> Except you don't want any updates, no bug fixes, no improvements, no new features.
As A user I care for stability first, everything else comes after. But with subscriptions I don't know anything about what will be next year, or the year after. Updates are a promise, but no guarante. More likely with a stable income the developer has no stress to push out updates and get's lazy at the point. At which point the user is trapped in with a software which he needs to pay for, without getting any aditional benefit for it.
It would be different if the app offers a service which justifies subscriptions, like a cloud-service which creates cost. But it seems this app is classical desktop app. No benefit after first install, no change either. Updates might be worthful, or more likely they will be not.
Usage alone justifies no fee. Updates are a separate part which should call for separate fees. Everything else is just harmful. Jetbrains, the IDE-developer got this right with their subscription-system (after vocal compains). You pay for the software once and can pay regular again to receive updates. Without the fee, you will stay on the version that you got with the last payment. Additionally payments shrink over time, so good customers get some additional benefit for staying with the company.
This is a fair solution, because the user has the safe solution that their software will not become unusable some day, while they still get a real benefit for paying the fee.
Users are not trapped in with NotePlan. If your are not satisfied with the service, you can cancel, so my incentive is to retain you on the grounds of providing good software. And NotePlan is designed in a future-proof way. Your notes are saved as plain text files, you can open them even with TextEdit.
Besides the full-time development of the app, you also get quick, direct support. Try that with most one-time payment software. I sit down and reply to emails every day for 2-3 hours.
Further, your suggested model is not possible with the AppStore. Updates go through without license checks.
Plaintext is worthless if you lack the business-logic used to utilize it. Your vendor lockin is the software itself, it's abilities and the users habits and workflows building on it.

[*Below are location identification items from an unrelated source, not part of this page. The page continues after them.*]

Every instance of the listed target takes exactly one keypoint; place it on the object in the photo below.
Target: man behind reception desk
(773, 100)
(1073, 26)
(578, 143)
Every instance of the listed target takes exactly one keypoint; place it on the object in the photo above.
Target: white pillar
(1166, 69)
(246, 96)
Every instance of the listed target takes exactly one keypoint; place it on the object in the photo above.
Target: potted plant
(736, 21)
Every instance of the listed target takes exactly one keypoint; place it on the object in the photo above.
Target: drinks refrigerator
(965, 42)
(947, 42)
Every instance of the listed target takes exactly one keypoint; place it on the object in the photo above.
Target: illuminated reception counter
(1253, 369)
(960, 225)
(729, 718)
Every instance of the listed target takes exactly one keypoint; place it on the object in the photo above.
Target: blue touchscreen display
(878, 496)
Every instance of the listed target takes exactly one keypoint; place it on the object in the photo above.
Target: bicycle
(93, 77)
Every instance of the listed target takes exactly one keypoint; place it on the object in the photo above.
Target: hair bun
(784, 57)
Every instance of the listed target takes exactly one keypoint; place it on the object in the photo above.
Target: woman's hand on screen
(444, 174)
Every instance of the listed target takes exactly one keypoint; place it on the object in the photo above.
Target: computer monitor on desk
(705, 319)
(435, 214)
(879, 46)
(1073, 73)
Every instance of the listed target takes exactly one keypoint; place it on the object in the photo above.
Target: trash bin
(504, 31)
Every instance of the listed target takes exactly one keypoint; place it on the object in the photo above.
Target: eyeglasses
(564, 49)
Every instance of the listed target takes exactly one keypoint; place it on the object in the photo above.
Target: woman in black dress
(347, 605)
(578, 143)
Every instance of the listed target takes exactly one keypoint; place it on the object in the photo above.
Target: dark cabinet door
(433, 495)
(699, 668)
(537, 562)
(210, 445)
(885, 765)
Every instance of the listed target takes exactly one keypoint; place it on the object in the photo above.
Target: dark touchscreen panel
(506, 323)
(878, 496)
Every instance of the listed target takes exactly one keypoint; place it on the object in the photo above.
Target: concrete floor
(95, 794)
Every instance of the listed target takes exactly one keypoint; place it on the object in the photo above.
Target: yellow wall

True, it's not a strong lockin, but for 99% of all new users it's the major reason to avoid your software. Which is ok, you should know your numbers best, but you should be also aware that this price-model does kill off your growth completly in the area of casual & random users. So I hope for your your community has enough harddie-fans who will still go with this.
> you also get quick, direct support.
How many percent of the users make even use of this? More than 1%?
> Further, your suggested model is not possible with the AppStore. Updates go through without license checks.
That's not really true, though yes, not possible as directly as described. But there are many ways to reach similar effects even with the app store.